Agree your comment about Fred, also his colleague Owen at Target.
 
We went in at the top of the tide at neaps. Not to be recommended if you draw 2.1m and have a weak sphincter. Which I’m pleased to say I don’t. But it was tested that day! We exited via the not-recommended east channel, which seemed like a shorter time to rattle the nervous system.

Are the public mooring buoys still there? They were last year but not been this.
 
Take your mind back to a time before GPS and Plotters etc. "Someone" painted a couple of white marks on the seaward side of an above water rock, which when lined up with the old Manse on Eigg, gave a good safe transit, between the offlying underwater rocks, in to Poll nam Partan.
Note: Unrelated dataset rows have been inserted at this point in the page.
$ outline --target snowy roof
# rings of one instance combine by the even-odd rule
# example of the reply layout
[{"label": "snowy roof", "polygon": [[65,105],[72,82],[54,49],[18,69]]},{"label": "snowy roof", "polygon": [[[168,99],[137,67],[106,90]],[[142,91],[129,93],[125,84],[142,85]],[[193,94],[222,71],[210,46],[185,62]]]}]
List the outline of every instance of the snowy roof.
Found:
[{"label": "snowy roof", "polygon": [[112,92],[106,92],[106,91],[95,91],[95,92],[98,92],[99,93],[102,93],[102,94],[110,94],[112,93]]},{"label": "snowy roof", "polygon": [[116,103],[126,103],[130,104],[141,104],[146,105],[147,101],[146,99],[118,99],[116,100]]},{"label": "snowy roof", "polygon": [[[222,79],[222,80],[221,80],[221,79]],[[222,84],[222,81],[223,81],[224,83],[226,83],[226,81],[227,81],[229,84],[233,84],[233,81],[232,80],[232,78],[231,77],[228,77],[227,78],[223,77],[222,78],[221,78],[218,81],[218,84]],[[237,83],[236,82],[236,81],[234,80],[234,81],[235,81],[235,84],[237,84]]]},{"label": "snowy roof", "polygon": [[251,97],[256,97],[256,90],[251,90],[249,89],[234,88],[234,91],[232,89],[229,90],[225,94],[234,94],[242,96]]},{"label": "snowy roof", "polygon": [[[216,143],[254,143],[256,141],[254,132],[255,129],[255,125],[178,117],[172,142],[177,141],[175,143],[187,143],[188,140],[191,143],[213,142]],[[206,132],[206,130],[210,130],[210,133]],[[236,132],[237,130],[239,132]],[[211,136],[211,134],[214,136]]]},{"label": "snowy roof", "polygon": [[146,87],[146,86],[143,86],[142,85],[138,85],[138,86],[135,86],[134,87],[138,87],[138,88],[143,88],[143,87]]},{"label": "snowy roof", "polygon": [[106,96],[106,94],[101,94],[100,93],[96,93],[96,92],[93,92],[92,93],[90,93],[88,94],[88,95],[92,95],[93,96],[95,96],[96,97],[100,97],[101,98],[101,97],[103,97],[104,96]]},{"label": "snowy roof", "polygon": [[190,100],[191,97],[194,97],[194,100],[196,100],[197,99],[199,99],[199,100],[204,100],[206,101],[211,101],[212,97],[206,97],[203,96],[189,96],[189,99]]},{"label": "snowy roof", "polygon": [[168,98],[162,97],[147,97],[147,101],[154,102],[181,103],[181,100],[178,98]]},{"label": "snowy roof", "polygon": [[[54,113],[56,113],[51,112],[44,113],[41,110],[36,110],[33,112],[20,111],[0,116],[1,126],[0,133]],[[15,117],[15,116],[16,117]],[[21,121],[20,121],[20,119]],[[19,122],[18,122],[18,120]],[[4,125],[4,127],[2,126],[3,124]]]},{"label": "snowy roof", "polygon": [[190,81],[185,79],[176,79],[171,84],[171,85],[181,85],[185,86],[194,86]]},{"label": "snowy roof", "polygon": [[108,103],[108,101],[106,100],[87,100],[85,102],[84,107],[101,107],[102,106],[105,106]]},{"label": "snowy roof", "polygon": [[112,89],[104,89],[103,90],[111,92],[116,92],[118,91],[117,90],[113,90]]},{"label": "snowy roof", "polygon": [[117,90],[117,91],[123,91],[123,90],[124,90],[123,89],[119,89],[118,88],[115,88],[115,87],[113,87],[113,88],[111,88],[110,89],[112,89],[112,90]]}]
When the extremely " insular" inhabitants of the Island were made aware of the marks (some years down the line), they showed great annoyance, and threatened to report the painter to the police.:disgust:
 
The trouble with doing this is that you can end up with a situation like at the Burnt Isles, where a rock which was an occasional hazard to the deepest racers became a perch which is a hazard to everyone all the time.

Blow the bastards up, I say.

Lots of these rocks are in submarine exercise areas - a bit of torpedo practice for the Navy perhaps?